Chinese Communist military provocation triggers NATO strategic shift

NATO, whose full name is the North Atlantic Treaty Organization (NATO), was created to defend against the military threat of the former Soviet Union. Since the end of the Cold War, the Russian threat has been relatively reduced, but it is still the number one adversary that NATO must defend against, and NATO’s presence means that Europe needs the United States to participate in its defense. Today, the United States also needs NATO to participate in the defense of the Indo-Pacific region, and the Chinese Communist Party has repeatedly and deliberately leaned on Russia, even posing as an ally with Russia, resulting in its logical inclusion as one of the adversaries in NATO’s defense.

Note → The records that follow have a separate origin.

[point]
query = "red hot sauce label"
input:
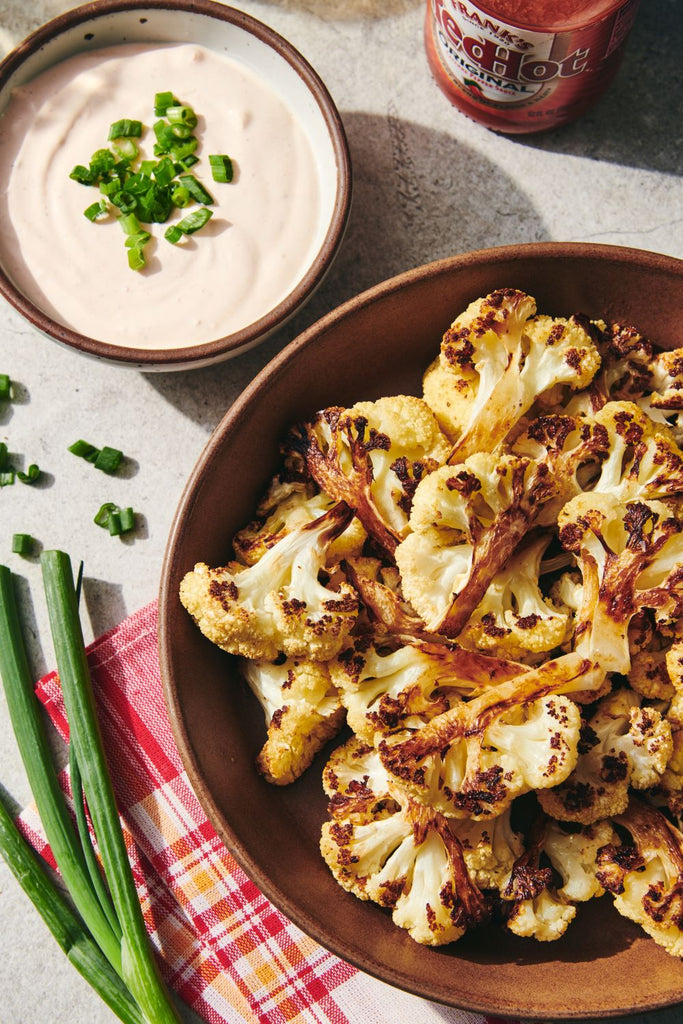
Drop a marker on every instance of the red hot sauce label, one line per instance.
(489, 64)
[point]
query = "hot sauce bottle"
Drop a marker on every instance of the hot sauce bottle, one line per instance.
(525, 66)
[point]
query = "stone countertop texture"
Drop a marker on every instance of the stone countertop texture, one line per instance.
(428, 183)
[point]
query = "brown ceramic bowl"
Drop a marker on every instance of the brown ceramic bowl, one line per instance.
(278, 65)
(379, 344)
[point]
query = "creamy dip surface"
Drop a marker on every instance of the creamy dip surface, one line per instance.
(265, 226)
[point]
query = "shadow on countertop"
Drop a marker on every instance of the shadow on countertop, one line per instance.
(638, 122)
(419, 196)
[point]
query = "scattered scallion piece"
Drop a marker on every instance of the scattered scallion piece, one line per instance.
(193, 222)
(126, 128)
(116, 519)
(107, 459)
(96, 210)
(22, 544)
(196, 188)
(31, 475)
(221, 167)
(84, 450)
(162, 102)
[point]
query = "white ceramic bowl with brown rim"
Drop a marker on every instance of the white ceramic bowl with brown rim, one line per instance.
(275, 65)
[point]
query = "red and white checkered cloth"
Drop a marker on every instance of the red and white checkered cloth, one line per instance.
(222, 945)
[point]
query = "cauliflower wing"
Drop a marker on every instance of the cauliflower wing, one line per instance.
(623, 744)
(384, 689)
(373, 457)
(279, 604)
(495, 360)
(289, 505)
(302, 713)
(474, 759)
(384, 847)
(535, 904)
(631, 557)
(646, 875)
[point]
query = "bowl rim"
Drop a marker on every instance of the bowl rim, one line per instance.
(231, 344)
(236, 414)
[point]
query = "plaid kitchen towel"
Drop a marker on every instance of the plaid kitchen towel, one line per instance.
(222, 946)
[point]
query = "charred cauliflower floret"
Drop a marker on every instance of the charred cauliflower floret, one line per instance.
(623, 744)
(495, 360)
(514, 619)
(474, 759)
(302, 713)
(467, 520)
(279, 604)
(646, 875)
(372, 457)
(289, 505)
(631, 557)
(643, 461)
(384, 689)
(536, 905)
(386, 848)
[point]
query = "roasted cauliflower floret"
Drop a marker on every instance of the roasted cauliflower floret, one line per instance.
(514, 619)
(473, 760)
(302, 713)
(384, 847)
(623, 744)
(495, 360)
(384, 689)
(372, 457)
(630, 554)
(646, 875)
(643, 462)
(536, 905)
(279, 604)
(286, 506)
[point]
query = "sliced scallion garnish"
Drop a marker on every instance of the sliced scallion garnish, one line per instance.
(196, 188)
(221, 167)
(22, 544)
(126, 128)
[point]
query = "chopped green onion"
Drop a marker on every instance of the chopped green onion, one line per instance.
(196, 188)
(96, 210)
(22, 544)
(162, 102)
(109, 460)
(181, 116)
(180, 197)
(221, 167)
(126, 148)
(84, 451)
(130, 224)
(31, 475)
(164, 172)
(102, 515)
(194, 221)
(137, 241)
(126, 128)
(82, 174)
(173, 233)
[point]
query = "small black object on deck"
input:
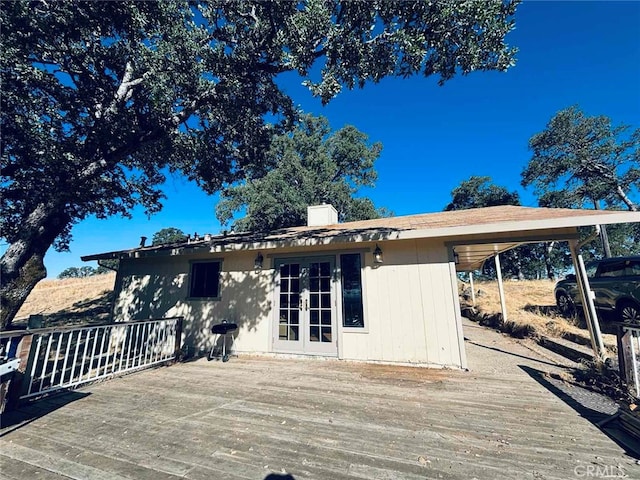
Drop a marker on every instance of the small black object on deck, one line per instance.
(223, 329)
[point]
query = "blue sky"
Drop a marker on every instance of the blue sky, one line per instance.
(584, 53)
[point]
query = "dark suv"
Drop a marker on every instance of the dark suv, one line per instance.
(616, 284)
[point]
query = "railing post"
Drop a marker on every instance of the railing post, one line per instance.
(178, 346)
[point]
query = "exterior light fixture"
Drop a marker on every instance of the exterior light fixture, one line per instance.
(377, 255)
(257, 263)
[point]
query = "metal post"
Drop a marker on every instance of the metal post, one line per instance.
(586, 295)
(503, 303)
(473, 290)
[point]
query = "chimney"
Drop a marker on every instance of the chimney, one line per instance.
(320, 215)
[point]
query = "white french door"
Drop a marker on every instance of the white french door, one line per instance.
(305, 306)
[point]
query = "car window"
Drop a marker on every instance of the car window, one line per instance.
(591, 268)
(632, 268)
(612, 269)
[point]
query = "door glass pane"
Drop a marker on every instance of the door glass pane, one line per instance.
(352, 310)
(326, 300)
(326, 334)
(294, 333)
(320, 302)
(314, 334)
(314, 300)
(289, 313)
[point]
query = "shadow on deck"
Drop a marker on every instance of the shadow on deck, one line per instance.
(594, 407)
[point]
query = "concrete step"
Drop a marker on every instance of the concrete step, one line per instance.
(566, 348)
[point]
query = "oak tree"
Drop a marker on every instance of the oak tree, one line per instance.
(100, 99)
(308, 166)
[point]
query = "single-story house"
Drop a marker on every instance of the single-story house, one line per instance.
(382, 290)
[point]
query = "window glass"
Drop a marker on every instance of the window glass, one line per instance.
(633, 268)
(352, 310)
(612, 269)
(205, 280)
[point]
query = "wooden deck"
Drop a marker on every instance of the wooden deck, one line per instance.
(257, 418)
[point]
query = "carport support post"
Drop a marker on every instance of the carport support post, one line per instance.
(473, 292)
(503, 303)
(589, 308)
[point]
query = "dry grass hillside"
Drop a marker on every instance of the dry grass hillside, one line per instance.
(70, 301)
(530, 305)
(531, 309)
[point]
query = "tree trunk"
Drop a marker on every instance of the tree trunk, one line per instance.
(22, 265)
(632, 206)
(604, 238)
(547, 260)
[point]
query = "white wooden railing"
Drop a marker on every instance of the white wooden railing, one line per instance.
(68, 357)
(629, 345)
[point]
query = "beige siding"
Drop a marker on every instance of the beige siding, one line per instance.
(162, 290)
(410, 308)
(409, 305)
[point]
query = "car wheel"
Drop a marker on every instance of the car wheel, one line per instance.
(565, 305)
(629, 312)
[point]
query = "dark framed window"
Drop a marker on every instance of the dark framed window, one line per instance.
(205, 279)
(351, 275)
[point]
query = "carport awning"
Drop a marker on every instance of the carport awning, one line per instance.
(472, 257)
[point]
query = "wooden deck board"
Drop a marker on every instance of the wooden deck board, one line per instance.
(316, 419)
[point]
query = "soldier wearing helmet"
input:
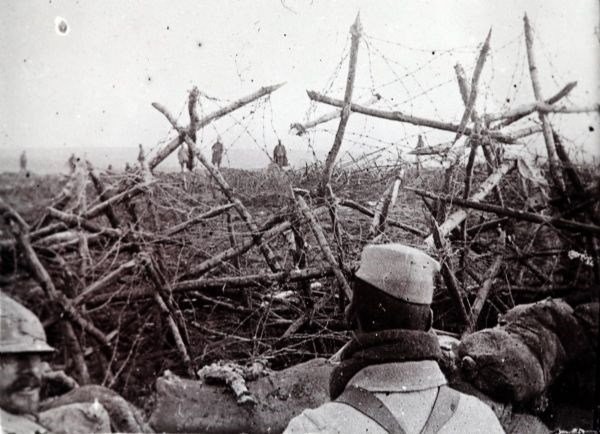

The Chinese Communist Party leaders, eager to get rid of their isolated international image, do not want to make a mistake and inadvertently stand in opposition to NATO. A series of provocative acts by the Chinese Communist Party eventually led to a major strategic shift in NATO.

Key NATO Charter Article 5 Reaffirmed

Prior to his participation in the NATO summit, U.S. President Joe Biden made clear his commitment to Article 5 of the NATO Charter, which states that each Party agrees that an armed attack against a Party or Parties shall be considered an attack against all Parties, and that each Party shall take such action as may be necessary, including the use of force, individually and in conjunction with other Parties, to assist the country or countries attacked. NATO, which currently has 30 allies, the world’s largest military alliance, has just officially included the Chinese Communist Party as one of its assumed enemies.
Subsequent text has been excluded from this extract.